Sun researchers: Computers do bad math

On Feb. 25, 1991, during the first Gulf War, a Scud missile hit U.S. Army barracks in Dhahran, Saudi Arabia, killing 28 U.S. soldiers. The barracks was defended by a Patriot missile defense system, which for some reason failed to track and intercept the incoming Scud. A year later, a U.S. General Accounting Office (GAO) investigation into the Patriot's failure concluded that the battery's weapon control system suffered from a fatal flaw: It was bad at math.

On Tuesday, researchers at Sun Microsystems discussed work they are doing, as part of a three-year, US$50 million Defense Advanced Research Projects Agency (DARPA) grant, that aims to avoid the kind of errors that caused the Patriot failure.

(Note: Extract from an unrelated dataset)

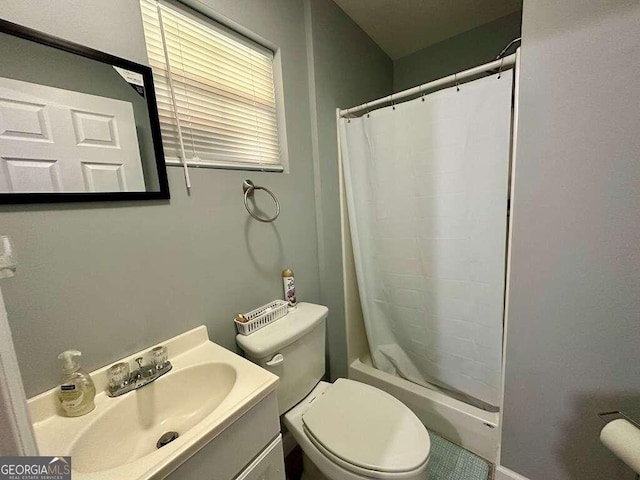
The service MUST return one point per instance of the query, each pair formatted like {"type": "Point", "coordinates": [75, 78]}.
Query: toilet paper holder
{"type": "Point", "coordinates": [616, 414]}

Mathematical errors are far more common in the computer industry than most people realize, said Greg Papadopoulos, Sun's executive vice president and chief technology officer. While his company is normally the first to accuse Microsoft of shoddy operating system design, bad math and not Windows is sometimes behind those unexplained PC crashes, he admits.

"There are a lot of errors that happen in machines that go undetected," Papadopoulos said. "Sometimes a machine just goes away and freezes. You always blame it on Microsoft. We do, too. It's convenient. It's convenient for Intel, too."

"It's a dirty secret. Floating-point arithmetic is wrong," said John Gustafson, a principal investigator with Sun. "It only takes two operations to see that computers make mistakes with fractions."

The problem that Gustafson and Papadopoulos referred to stems from the fact that the binary mathematics employed by computers has a hard time accurately representing certain numbers. Fractions, for example, are particularly tough, because they often involve non-terminating numbers that are impossible to accurately express in binary format.

Dividing two by three on a calculator illustrates the problem. The fraction 2/3, when represented in a computer, is inevitably rounded up, making the last digit a seven.

In the case of the Gulf War incident, the Patriot battery's computer rounded a similar, non-terminating number in order to calculate time. But by shaving off a few digits during every calculation, the battery also shaved off a bit of time. After one hour, the Patriot's clock was off by .0034 seconds. On Feb 25, the computer had been in operation for 100 hours straight, and its clock was off by over one third of a second, enough to cause it to miss the incoming Scud.

Programmers who write software that requires these types of calculations are "very much aware of these problems," and use a variety of techniques to work around the inaccuracy, said Nathan Brookwood a principal analyst with the firm Insight64.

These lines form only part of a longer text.